Allergy Aware Diet
Allergies & Nutrition
It may initially sound surprising, but it is desirable for a baby to get to know food with allergenic potential in its first year of life. That way, the immune system can be trained and strengthened at an early stage. According to current scientific findings, it is even advantageous for infants who are prone to allergies. Therefore, cow milk, fish and egg may be introduced gradually, depending on the needs of the baby, as of the beginning of the 5th month of life. Even for breastfed, allergy-prone children, cow milk should be introduced in small quantities in the evening grain porridge.
What is an allergy?
In a real food allergy, the human immune system is oversensitive to a specific protein found in food. Proteins that are triggers for allergies are also called allergens. Because different foods contain very different proteins, allergic reactions happen very specifically only after contact to a specific food or ingredient. In the event of other types of intolerance, on the other hand, the immune system is not involved, for example lactose intolerance or gluten intolerance.
Symptoms in infants usually occur in the skin and gastro-intestinal tract.

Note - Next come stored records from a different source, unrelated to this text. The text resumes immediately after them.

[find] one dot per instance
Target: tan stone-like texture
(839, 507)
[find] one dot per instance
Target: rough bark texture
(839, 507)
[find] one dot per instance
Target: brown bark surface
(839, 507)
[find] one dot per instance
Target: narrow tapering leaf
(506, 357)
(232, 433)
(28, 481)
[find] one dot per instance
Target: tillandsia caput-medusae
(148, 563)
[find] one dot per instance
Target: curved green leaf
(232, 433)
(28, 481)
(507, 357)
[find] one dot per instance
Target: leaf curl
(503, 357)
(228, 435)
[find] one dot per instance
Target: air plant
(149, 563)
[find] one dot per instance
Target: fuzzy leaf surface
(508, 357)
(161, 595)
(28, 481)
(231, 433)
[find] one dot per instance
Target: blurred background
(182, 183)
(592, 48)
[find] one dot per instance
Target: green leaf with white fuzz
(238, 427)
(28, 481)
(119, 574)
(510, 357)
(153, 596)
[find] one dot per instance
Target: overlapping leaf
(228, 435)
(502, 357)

They range from dry, scaly or weeping areas of the skin, unpleasant itching, rashes and pimples right up to a sore bottom. Regular vomiting, diarrhoea and blood in the stool after eating a specific food are signs that could indicate an allergy.

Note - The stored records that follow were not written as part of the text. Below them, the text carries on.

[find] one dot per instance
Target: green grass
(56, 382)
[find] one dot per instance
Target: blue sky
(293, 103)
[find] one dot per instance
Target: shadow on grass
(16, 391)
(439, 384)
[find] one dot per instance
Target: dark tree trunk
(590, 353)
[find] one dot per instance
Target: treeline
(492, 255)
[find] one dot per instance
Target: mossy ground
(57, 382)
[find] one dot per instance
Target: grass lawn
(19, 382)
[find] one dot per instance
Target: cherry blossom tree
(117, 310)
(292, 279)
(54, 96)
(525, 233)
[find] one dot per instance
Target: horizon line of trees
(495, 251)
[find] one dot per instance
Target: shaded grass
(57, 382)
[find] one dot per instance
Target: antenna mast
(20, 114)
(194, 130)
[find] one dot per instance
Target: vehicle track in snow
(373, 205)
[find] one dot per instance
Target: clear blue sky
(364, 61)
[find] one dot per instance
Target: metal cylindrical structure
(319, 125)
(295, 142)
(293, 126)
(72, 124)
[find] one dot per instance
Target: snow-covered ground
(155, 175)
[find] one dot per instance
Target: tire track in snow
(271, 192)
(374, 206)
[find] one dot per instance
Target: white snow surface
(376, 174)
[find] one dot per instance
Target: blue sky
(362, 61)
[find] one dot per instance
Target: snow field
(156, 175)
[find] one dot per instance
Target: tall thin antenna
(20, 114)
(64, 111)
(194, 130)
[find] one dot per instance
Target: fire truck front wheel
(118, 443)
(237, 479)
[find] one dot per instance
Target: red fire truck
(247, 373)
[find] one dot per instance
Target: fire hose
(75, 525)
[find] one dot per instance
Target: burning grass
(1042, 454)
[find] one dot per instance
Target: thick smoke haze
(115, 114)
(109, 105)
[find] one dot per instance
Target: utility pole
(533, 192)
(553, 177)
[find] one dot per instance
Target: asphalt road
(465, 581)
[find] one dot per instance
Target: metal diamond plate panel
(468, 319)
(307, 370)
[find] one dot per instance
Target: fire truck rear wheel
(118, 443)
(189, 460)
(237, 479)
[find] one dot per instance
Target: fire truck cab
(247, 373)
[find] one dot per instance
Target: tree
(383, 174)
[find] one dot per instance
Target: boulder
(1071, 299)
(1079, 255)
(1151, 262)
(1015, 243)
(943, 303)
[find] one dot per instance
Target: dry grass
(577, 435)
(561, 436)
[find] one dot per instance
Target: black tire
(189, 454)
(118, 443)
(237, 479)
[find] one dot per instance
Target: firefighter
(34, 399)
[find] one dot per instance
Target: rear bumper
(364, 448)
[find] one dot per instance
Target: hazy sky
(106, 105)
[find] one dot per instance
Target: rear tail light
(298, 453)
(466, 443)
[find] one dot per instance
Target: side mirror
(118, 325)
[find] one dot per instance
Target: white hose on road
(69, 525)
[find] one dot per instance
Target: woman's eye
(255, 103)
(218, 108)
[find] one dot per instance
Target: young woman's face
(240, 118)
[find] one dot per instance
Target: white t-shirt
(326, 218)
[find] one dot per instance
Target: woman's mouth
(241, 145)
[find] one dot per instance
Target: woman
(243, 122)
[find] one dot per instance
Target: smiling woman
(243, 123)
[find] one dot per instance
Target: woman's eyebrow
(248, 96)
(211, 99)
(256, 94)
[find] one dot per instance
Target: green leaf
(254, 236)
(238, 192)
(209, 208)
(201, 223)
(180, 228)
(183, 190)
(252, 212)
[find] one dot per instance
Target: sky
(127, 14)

The role of breast milk in allergy prevention
Breast milk is the best-suited food for allergy prevention in infants. In the first few hours after birth, the milk is especially high in immunity agents and support the child's resistance. It can be called the first oral vaccination. Breast milk is matched best to the needs of the infant and provides all the nutrients that the baby needs. Intolerance to breast milk is extremely rare. Exclusive breastfeeding protects the child because it excludes giving any other milk and hence too early contact to possible allergens such as cow milk or soy. If supplemental food is added later, then breastfeeding is still possible and even desirable. This is because new supplemental food is more compatible together with breast milk. This also applies to gluten, a protein component that is found in most types of grain. Therefore, it is super if grain-porridge is prepared with breast milk and for 1-3 breastfeeding meals to still be maintained generally in addition to supplemental food.

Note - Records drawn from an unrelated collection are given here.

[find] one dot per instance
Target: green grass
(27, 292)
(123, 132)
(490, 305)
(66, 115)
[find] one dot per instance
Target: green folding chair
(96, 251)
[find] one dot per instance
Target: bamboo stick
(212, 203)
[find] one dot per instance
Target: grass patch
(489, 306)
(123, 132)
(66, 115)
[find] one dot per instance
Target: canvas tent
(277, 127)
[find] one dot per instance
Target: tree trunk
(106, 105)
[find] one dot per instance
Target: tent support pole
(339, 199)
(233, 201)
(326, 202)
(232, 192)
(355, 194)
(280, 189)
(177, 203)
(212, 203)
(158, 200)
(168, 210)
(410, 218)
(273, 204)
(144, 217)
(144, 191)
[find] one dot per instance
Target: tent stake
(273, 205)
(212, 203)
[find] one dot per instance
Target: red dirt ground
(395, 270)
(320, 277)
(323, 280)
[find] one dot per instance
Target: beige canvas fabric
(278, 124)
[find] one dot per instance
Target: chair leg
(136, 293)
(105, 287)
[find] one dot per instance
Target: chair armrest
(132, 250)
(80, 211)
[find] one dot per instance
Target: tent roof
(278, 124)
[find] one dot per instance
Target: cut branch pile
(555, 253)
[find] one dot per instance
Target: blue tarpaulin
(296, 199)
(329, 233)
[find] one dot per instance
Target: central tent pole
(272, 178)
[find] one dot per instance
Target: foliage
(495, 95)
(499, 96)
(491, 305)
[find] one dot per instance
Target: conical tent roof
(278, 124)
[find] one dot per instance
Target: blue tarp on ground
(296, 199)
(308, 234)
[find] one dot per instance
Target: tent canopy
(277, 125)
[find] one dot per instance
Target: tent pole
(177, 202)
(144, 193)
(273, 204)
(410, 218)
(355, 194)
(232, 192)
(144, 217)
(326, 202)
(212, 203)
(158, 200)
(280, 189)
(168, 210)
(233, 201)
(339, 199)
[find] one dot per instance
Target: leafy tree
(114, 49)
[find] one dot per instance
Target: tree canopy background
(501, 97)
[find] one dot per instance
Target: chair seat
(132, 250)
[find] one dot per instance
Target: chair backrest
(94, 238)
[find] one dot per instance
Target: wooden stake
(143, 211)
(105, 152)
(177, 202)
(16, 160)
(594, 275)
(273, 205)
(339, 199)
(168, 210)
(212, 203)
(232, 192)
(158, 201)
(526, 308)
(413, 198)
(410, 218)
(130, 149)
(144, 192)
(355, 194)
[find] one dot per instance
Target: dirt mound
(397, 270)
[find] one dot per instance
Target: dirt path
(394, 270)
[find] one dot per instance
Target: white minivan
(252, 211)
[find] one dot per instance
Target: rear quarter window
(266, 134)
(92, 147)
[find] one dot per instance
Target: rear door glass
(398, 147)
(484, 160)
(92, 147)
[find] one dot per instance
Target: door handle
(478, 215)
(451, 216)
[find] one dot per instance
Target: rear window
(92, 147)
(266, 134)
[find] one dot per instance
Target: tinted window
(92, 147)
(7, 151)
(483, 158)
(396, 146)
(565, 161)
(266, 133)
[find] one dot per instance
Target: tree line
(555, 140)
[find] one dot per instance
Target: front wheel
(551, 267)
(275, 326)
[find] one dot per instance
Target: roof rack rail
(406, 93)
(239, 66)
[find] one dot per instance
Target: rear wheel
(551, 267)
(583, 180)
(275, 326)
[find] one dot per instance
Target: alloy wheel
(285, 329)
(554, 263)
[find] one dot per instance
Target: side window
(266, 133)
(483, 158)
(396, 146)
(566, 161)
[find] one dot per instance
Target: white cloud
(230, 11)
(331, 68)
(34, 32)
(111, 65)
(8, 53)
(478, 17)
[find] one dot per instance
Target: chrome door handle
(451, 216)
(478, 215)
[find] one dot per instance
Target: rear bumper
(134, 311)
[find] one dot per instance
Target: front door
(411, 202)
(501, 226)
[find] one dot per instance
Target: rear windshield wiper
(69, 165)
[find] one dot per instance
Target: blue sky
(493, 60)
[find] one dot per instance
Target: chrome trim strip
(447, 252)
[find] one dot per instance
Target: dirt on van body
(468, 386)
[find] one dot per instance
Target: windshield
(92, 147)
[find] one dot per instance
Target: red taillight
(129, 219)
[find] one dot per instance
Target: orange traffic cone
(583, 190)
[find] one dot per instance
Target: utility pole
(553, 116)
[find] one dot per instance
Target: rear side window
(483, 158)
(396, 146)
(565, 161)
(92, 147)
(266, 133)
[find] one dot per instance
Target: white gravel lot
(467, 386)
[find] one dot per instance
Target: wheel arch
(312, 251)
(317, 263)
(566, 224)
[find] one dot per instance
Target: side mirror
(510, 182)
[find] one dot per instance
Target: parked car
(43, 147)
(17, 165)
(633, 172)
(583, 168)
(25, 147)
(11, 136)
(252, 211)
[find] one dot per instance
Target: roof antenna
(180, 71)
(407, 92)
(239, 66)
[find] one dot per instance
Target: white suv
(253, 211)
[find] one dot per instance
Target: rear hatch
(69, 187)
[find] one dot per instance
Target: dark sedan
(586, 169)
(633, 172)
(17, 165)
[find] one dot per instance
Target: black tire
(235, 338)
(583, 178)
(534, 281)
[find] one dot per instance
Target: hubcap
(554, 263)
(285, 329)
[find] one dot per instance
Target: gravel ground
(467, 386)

Our recommendation for a low-allergen diet:
If you want to get your baby used to supplemental food gradually, then you will be on the safe side to get to know possible intolerances or allergies. The following is a rule of thumb: Only introduce one new food per week and only replace one breastfeeding meal with a new supplemental food meal per month.
Allergy prevention with breast milk can be supported very well by choosing the right supplemental food. Boiled vegetables and fruit are suitable as the first supplemental food because they trigger allergies much less than raw fruit and vegetables.
Mono-grain porridges, which only contain one variety of grain, are very well suited to gently adding food. Gluten-free millet porridge can, for example, be prepared with fruit or vegetables as a milk-free meal. Combining grain with breast milk into a grain porridge is particularly advantageous.